The treatment selection model was developed using Bayesian Causal Forests (BCF) [10], a framework specifically designed to estimate heterogeneous treatment effects. The BCF approach places flexible BART priors on the mean functions relating to a prognostic component of the model (representing outcomes in the reference group, in this case, SGLT2i) but also a moderator component that operates over-and-above the prognostic component (in this case, the differential treatment effect of GLP1-RA relative to SGLT2i) [10, 34]. With this method, the shrinkage applied to the differential treatment effects can be adjusted independently of the prognostic effects. We used the bcf [10] and sparseBCF [26] packages in R to fit the model(s) using Markov chain Monte Carlo (MCMC). By default, bcf places stronger regularisation on the moderator side of the model, shrinking the treatment effects towards homogeneity where there is a lack of strong evidence to the contrary. For this model, we are comparing two therapies against each other (rather than a therapy to a control group), so we used the same prior structure for the prognostic and moderator parts of the model. A full description of the model parameters and priors is included in the Supplementary Materials. Currently, the standard BCF software cannot account for missing data [35], so we used a complete case analysis, informed by our previous study showing a limited impact of missing data on predicting CATE in a similar primary care dataset [27].

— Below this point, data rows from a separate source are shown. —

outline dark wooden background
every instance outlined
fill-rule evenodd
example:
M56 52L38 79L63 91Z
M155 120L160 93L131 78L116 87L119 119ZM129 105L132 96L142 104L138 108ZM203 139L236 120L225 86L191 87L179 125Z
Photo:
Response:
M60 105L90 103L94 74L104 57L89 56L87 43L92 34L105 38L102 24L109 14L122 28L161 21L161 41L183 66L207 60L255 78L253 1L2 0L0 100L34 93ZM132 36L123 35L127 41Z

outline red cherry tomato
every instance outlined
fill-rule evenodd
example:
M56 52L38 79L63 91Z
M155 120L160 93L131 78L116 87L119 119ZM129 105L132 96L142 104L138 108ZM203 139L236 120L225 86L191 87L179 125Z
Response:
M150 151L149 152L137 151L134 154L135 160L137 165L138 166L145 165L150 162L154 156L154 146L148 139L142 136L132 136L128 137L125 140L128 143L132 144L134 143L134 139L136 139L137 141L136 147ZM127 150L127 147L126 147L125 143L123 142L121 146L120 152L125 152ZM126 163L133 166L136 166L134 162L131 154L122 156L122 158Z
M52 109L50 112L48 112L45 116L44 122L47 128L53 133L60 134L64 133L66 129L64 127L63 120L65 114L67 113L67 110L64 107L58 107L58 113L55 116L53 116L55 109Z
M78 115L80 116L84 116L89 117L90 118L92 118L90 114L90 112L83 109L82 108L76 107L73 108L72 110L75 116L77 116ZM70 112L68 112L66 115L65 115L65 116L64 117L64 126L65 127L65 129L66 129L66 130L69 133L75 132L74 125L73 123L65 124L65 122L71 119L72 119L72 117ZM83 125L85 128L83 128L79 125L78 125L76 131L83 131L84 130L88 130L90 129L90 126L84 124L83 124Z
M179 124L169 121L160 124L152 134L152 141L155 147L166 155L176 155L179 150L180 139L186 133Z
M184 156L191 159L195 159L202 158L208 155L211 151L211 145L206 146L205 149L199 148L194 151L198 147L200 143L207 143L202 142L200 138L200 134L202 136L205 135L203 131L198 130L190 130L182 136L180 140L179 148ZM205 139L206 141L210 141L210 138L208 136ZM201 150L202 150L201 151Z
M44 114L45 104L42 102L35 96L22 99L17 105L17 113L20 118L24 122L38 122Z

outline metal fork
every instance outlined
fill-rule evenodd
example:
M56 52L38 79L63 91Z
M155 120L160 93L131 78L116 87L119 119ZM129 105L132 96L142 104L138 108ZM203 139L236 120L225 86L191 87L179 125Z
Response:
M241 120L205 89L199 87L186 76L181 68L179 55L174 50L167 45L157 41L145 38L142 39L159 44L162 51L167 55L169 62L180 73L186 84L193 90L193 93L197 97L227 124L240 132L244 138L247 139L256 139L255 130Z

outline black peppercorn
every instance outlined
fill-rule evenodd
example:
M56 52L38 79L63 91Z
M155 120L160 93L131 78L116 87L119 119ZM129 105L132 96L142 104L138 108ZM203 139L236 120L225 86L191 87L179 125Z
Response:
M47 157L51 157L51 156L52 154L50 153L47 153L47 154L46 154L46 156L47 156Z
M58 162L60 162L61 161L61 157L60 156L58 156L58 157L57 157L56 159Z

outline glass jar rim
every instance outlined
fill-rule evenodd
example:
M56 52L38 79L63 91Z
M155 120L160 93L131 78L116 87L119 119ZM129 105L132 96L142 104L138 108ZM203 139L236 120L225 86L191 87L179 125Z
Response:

Propensity score estimation
The BCF developers [10] recommend including a propensity score variable in the prognostic component of BCF models to help alleviate regularisation-induced confounding due to prescribing by indication [10]. We used a standard BART model [35] for the propensity score, fitted using MCMC and the bartMachine package in R [35]. All variables extracted initially in the development cohort were used for initial model fitting. However, a subset of the most predictive variables was selected by applying a threshold defined by the proportion of times each predictor was chosen as a spitting rule divided by the total number of splitting rules appearing in the model [35, 36] (sFig. 8). The propensity score model was then refitted with the selected variables. To assess convergence, we monitored the available parameters according to the guidance provided by Kapelner et al. [35] and Gelman-Rubin R̂ values. A description of the model priors is included in the Supplementary Material.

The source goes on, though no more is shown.